Внезапно он остановился, схватил меня за плечи. Пальцы его больно впились мне в кожу.

- Послушай, нам его согласие не требуется. Я уезжаю. Ты поедешь со мной! Мы поженимся. Уедем как можно дальше отсюда и больше уже не вернемся никогда! Прощай, земля басков!

- Ты с ума сошел, Тксомин. Сам не понимаешь, что говоришь. Любимый мой, бедный мой, подумай! Куда мы поедем? А деньги у нас есть?

- Не знаю. Ничего не знаю. Знаю только, что уеду, уеду сегодня же. Ты должна быть со мной. У нас все получится. Клянусь, ты будешь счастлива со мной.

- Успокойся. Давай завтра спокойно все обсудим. Завтра мы вернемся к этому разговору, если захочешь. Ну как я, подумай, могу взять и так просто уехать? А Кармела? А мама?

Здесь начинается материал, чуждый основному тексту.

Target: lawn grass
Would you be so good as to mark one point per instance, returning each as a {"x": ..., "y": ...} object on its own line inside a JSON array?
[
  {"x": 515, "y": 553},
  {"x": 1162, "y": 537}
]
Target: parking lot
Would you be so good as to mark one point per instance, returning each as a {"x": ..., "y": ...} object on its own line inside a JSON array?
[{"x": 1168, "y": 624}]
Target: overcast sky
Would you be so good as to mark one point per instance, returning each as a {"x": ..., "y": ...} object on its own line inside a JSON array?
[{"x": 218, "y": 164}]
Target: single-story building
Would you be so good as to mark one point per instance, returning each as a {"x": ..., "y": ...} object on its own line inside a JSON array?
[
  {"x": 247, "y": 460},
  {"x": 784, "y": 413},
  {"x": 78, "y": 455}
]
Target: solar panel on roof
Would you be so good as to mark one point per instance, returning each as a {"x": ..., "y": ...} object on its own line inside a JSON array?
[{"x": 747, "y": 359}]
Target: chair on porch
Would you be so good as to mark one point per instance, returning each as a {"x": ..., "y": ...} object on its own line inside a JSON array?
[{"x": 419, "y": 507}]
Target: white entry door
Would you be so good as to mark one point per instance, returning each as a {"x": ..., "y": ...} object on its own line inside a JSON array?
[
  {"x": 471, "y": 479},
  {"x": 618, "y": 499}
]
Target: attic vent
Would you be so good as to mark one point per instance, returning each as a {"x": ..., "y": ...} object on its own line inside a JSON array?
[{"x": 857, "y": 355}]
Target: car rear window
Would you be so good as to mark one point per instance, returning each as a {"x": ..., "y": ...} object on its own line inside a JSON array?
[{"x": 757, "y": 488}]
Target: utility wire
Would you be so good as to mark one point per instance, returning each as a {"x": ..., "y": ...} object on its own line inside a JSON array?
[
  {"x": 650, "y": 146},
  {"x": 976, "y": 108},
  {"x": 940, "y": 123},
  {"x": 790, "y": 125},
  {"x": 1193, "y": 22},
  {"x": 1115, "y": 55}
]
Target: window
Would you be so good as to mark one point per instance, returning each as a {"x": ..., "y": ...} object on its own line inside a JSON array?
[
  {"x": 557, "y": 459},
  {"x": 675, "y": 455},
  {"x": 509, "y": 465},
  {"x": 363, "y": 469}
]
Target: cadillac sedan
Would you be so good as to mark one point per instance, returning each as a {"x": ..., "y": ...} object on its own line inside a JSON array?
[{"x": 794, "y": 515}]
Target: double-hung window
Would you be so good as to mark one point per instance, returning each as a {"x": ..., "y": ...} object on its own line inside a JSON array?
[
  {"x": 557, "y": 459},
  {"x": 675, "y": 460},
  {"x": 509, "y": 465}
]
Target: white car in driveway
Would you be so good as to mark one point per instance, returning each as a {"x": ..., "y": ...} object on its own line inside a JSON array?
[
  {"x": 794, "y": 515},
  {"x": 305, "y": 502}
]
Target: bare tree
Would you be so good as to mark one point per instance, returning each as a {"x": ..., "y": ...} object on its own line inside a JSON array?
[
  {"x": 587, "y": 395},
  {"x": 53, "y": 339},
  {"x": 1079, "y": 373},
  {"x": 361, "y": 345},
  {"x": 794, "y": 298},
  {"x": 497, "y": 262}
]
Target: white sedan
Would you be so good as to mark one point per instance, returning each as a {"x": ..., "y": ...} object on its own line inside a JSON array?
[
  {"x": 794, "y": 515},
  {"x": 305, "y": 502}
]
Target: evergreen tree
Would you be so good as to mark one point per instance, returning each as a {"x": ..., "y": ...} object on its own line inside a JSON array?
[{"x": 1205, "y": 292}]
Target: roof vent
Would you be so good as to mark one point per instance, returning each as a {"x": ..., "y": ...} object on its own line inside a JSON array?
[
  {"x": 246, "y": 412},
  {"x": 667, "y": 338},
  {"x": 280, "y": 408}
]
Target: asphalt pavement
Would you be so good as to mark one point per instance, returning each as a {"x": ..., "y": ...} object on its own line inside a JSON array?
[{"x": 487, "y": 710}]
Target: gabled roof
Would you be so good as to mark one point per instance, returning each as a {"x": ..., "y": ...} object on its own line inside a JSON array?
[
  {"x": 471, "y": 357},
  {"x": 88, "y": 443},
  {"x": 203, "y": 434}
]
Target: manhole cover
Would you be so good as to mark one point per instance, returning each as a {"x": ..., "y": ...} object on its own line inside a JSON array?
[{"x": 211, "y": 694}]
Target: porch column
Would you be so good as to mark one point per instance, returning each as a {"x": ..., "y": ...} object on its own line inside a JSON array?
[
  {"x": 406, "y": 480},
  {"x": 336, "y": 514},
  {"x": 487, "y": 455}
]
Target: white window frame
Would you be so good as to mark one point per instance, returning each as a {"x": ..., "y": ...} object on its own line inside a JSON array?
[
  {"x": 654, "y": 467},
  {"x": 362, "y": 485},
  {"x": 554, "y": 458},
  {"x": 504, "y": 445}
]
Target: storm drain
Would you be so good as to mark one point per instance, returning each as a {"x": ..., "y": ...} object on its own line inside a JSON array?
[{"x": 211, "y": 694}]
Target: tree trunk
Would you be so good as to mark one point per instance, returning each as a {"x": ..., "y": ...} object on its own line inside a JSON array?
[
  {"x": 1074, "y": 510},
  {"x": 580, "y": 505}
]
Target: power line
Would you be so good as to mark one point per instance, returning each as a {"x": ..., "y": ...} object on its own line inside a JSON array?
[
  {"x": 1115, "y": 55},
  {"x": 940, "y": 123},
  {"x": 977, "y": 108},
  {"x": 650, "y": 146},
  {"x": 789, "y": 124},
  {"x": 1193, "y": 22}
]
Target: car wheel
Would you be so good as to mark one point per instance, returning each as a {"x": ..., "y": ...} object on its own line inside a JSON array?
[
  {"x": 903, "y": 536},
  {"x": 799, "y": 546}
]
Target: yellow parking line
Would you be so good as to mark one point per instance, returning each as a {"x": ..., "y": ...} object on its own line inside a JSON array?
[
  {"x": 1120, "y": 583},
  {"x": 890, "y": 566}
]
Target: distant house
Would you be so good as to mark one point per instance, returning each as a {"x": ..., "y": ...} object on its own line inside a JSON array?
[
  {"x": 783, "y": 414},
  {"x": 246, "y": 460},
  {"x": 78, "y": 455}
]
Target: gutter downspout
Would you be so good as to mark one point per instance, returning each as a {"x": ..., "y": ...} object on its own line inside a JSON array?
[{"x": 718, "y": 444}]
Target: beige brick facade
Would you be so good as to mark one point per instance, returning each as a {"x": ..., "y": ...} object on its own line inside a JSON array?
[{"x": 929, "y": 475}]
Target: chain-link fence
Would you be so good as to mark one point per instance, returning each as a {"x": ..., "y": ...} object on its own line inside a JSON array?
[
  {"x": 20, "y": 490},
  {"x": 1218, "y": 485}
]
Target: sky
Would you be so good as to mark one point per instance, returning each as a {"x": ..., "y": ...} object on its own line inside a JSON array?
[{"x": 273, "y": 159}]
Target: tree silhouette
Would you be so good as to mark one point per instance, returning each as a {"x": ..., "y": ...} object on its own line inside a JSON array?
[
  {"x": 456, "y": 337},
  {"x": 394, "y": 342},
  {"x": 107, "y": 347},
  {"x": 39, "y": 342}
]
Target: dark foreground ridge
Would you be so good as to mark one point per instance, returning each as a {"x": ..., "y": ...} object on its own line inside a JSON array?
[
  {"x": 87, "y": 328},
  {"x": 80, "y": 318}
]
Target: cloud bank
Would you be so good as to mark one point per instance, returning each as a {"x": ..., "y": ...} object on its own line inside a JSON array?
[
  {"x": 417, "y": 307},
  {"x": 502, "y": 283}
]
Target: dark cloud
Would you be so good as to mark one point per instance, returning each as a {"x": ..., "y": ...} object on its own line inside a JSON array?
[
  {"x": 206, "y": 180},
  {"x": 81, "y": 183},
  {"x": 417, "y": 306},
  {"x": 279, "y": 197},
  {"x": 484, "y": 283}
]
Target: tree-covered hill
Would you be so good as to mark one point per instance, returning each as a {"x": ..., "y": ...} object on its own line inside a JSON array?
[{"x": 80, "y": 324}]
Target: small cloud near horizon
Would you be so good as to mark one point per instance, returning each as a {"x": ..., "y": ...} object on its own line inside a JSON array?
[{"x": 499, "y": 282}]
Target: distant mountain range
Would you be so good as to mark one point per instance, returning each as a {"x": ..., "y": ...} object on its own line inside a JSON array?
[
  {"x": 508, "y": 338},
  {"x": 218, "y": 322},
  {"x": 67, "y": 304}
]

Как?

- Я же сказал, что уезжаю сегодня. Отвечай, ты мне доверяешь? Если доверяешь, ты должна поехать со мной!

Его пальцы по-прежнему больно сжимали мне плечо.

- Тксомин, подожди еще, прошу тебя. Я не могу сейчас... Ехать неизвестно куда. Все бросить...

Я плакала, умоляла срывающимся от отчаяния голосом.

- Ну пожалей ты меня, Тксомин. Заклинаю тебя, сжалься надо мной!

Это был конец всему, любви, жизни.

- Мне было так хорошо с тобой, Тксомин. Пожалей меня.

Но в его глазах я читала такую непреклонную решимость. По всему было видно, что он уже не отступит. Он резко отпустил меня и глухим голосом сказал:

- Прощай, Эухения. Больше мы уже не увидимся.

Тксомин уходил, а я пыталась удержать его. Он грубо оттолкнул меня, я упала... Меня всю трясло, я колотила землю кулаками, безутешно рыдала, уткнувшись в траву. Я повторяла его имя, словно заклинание, надеясь, что он пожалеет меня и вернется.

Дома я молча прошла к себе в комнату, мимо все ещё сидевших за столом матери и сестры. Я провалялась в кровати несколько часов, тупо смотря в потолок. Мне казалось, я переживаю свою собственную смерть. Несмотря на жуткую жару, мне было холодно. Ну что? Может, наложить на себя руки и покончить со всем разом, как тот вдовец из Муксики, что повесился с месяц назад?!